"Arrr! A scallywag in China mowed down 35 landlubbers workin' out, like a ship in a storm! Har har!"
2024-11-12
Arrr, me hearties! Thar be thirty-five souls sent to Davy Jones’ locker, and many more be nursing their ouchies! A scallywag piloted his cursed chariot into a throng o’ fit landlubbers outside the Chinese sports fortress! A right bonkers way to crash a workout, I say!
Arrr mateys! Gather 'round, fer a tale from the treacherous seas of Zhuhai, China! A scallywag named Fan, aged 62 and down on his luck over a split in the matrimonial seas, did unleash a land beast—an off-road contraption—upon a merry crew of exercise enthusiasts, claimin’ 35 souls and leavin’ 43 more in a sorry state!The dastardly deed unfolded at a sports complex, where hearty landlubbers gathered to run, kick a ball, or dance a jig. As fate would have it, Fan was caught red-handed at the scene, tryin’ to make his escape like a cowardly rat! While the People’s Liberation Army was settin’ up for their grand aviation showcase, the authorities scrambled to keep this scandal hush-hush, scrubbin’ the tales from the internet like a ship's deck after a storm.

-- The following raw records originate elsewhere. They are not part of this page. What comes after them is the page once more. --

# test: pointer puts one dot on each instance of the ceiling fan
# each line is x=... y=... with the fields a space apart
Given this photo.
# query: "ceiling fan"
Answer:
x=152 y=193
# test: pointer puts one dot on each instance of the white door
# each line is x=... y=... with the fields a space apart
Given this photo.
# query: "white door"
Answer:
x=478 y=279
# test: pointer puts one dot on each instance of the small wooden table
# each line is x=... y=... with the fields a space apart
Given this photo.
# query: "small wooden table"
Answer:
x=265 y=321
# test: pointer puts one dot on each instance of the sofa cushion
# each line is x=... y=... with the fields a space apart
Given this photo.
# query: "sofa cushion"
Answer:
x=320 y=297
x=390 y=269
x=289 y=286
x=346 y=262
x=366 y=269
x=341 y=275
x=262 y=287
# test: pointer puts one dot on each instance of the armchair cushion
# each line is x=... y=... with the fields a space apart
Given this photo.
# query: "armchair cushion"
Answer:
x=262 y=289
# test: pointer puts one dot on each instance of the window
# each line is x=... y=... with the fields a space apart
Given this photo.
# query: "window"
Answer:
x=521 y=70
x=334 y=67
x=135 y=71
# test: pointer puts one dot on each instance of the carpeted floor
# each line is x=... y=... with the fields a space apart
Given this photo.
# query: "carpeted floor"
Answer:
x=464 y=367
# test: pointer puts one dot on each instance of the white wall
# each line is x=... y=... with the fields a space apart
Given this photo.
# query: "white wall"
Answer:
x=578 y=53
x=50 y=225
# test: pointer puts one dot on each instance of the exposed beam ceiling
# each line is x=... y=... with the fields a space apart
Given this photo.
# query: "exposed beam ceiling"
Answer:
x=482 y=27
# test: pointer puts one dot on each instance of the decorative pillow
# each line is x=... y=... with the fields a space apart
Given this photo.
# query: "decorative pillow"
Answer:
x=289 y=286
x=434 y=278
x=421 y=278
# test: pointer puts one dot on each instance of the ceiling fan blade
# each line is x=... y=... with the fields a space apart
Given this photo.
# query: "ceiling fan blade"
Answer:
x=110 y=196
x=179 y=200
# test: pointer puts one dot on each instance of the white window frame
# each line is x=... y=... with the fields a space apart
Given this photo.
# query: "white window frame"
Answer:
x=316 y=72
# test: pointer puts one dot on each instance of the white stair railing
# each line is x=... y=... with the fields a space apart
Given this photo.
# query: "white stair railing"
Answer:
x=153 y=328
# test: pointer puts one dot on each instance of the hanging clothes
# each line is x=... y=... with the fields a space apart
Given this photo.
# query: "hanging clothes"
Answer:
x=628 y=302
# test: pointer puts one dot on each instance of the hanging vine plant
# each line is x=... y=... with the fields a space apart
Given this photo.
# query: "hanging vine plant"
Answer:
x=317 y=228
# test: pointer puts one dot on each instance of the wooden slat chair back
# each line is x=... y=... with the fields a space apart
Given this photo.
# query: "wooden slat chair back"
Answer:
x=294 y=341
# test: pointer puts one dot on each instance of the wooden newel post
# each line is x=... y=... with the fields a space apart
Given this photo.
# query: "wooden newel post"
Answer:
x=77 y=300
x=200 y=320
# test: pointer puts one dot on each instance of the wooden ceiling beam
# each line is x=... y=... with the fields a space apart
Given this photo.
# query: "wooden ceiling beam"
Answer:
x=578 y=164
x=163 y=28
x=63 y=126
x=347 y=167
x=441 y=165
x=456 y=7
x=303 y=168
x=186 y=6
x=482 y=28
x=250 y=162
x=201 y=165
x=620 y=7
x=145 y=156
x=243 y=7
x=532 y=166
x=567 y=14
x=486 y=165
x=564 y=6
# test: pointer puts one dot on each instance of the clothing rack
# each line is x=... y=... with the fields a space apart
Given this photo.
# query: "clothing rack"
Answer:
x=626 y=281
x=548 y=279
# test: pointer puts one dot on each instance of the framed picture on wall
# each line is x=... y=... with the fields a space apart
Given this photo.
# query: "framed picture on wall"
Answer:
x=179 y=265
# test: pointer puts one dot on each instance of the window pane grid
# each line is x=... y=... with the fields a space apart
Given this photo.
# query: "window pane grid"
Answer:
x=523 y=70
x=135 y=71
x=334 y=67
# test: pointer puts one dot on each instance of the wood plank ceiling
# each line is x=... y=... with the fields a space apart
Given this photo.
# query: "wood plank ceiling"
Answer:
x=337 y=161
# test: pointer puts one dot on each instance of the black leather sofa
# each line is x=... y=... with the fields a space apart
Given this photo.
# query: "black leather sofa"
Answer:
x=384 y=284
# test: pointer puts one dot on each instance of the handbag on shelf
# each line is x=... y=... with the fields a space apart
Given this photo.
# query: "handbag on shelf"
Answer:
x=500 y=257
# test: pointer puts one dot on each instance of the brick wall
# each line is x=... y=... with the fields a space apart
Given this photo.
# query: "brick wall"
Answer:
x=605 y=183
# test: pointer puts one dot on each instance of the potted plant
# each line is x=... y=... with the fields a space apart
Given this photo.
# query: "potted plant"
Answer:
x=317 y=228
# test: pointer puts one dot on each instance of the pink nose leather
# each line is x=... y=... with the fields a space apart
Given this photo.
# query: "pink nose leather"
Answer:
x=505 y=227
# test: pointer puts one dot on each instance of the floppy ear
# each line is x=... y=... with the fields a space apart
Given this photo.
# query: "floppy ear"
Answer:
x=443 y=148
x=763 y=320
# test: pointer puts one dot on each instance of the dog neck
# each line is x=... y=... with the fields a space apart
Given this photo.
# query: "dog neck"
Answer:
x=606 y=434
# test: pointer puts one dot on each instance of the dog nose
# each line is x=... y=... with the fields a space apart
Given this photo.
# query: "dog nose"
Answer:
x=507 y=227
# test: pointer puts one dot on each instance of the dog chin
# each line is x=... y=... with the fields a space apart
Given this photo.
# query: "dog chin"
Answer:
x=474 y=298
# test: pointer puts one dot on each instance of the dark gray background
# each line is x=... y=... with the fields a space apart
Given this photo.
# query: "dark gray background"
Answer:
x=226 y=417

Videos of the chaos spread like wildfire, revealin’ the aftermath of Fan’s furious rampage. He was found in his ride, a knife in hand and self-inflicted wounds as severe as a cannon blast! Even the mighty Xi Jinping demanded a swift and harsh punishment for this sorry excuse of a pirate! So raise yer tankards, for this be a tale of woe on the high seas of life!